Uyanınca su istedi. Mübarek ellerini yıkadı ve ağzını
çalkalayıp, suyunu çadırımın yanında bulunan bir dikenin
dibine döktü. Sabahleyin baktık ki, oradan büyük bir
ağaç yetişmiş. Kocaman meyveler vermişti. Meyvelerin
kokusu amber gibi, tadı şeker gibi idi. O meyveleri aç
kimse yese doyar, susuz kimse yese suya kanar, hasta
olan yese sıhhate kavuşurdu. Üzüntülü kimse yese neşelenirdi.
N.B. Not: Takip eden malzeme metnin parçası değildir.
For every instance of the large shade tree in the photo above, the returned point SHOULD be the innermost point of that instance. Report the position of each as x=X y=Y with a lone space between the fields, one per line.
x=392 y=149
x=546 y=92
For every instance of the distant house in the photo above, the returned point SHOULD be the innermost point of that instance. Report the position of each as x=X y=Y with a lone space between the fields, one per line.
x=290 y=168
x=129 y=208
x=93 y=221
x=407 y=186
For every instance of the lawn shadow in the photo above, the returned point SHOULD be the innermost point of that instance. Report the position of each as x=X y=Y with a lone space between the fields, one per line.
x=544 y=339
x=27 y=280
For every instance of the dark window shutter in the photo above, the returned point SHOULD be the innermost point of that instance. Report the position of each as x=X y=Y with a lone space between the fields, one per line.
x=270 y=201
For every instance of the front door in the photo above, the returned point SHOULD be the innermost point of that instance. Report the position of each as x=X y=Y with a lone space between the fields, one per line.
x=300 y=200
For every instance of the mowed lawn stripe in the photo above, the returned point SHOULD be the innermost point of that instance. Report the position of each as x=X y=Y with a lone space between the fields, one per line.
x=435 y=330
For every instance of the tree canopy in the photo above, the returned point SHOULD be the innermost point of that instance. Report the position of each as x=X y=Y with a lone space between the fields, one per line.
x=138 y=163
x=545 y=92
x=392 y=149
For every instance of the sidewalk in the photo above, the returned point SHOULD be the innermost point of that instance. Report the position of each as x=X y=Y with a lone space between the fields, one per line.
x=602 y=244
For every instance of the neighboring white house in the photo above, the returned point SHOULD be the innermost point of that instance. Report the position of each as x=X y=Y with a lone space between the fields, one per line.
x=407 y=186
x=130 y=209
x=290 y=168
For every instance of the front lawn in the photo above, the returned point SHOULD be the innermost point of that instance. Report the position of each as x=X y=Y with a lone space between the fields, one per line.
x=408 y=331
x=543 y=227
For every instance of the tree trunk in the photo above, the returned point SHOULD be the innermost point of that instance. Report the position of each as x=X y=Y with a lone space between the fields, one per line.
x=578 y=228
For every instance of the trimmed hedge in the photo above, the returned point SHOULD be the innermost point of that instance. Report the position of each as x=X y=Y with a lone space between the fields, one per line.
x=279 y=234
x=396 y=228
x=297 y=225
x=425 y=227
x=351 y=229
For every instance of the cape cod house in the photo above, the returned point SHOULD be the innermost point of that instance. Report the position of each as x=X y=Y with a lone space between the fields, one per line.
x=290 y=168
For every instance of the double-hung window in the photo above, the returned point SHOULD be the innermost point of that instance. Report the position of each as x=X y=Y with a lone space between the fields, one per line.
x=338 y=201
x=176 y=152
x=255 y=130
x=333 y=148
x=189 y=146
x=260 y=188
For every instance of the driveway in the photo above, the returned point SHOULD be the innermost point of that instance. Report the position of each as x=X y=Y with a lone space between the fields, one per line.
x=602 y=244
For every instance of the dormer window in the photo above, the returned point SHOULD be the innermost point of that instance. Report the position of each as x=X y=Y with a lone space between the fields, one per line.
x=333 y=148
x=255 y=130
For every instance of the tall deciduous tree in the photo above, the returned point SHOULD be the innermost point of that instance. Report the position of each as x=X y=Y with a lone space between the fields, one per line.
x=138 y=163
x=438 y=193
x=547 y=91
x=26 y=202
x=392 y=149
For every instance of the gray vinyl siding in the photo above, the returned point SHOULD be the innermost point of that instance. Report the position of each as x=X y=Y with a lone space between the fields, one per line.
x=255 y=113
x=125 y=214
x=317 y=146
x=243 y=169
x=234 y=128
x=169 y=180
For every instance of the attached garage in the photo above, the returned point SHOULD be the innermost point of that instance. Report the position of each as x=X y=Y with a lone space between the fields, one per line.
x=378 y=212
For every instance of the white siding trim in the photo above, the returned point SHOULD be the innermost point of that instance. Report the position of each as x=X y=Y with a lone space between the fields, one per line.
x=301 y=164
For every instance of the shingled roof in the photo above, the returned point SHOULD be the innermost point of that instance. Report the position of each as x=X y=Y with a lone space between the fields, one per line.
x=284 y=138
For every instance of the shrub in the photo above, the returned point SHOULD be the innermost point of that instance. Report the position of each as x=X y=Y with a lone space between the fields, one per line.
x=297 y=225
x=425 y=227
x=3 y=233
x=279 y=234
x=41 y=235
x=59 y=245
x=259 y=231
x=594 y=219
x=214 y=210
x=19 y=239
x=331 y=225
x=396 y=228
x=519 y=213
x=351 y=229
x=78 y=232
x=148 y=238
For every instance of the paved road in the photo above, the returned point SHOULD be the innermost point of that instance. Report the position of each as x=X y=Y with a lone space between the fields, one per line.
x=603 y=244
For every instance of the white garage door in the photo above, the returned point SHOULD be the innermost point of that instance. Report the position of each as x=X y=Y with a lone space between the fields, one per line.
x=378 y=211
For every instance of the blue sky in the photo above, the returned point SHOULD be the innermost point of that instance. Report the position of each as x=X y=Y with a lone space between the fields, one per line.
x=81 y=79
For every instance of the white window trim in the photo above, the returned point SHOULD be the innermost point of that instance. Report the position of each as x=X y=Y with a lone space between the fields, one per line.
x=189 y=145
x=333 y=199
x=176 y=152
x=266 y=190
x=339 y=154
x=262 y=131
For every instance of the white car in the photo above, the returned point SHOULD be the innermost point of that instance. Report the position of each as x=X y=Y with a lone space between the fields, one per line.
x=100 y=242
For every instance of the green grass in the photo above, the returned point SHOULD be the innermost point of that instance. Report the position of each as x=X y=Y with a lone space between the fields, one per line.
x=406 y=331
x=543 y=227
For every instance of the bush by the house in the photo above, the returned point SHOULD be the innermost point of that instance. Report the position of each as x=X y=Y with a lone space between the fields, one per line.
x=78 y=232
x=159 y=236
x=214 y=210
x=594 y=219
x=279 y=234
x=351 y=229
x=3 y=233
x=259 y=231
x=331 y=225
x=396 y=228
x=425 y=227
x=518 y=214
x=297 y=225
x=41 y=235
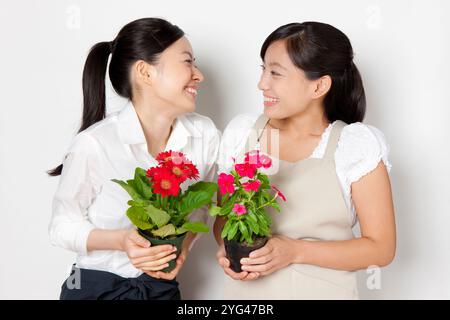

O ağacın yaprağından yiyen deve ve koyunlar
hesapsız süt verirdi.
Biz o ağacın adını mübarek ağaç koymuştuk. Çevredeki
kabileler, hastaları için onun meyvelerinden istemeye
gelirlerdi. Bir seher vaktinde o ağacı yemişleri dökülmüş,
yaprakları küçülmüş bir halde gördüm. Çok korktum
ve üzüldüm. Bir de işittim ki, Resûlullah’ın (s.a.v.) vefât
haberi geldi. Bu hadiseden sonra, aradan otuz sene
geçti. Yine bir sabah vakti dışarı çıkıp baktım ki, o ağaç
kökünden budaklarına kadar diken halini almış, meyveleri
yere dökülmüştü. Hazret-i Ali’nin (a.s.) şehid edildiği
haberini işittik. Bu hadiseden sonra o ağaç artık meyve
vermedi. Fakat yapraklarından faydalanıyorduk. Bir gün
baktım ki ağacın içinden halis kan akıyordu. Yaprakları
solmuştu. Üzüntülü bir halde otururken, Hazret-i Hüseyin
(r.a.) şehit edildi diye haber getirdiler. Ondan sonra o
ağaç kökünden kurudu ve belirsiz oldu.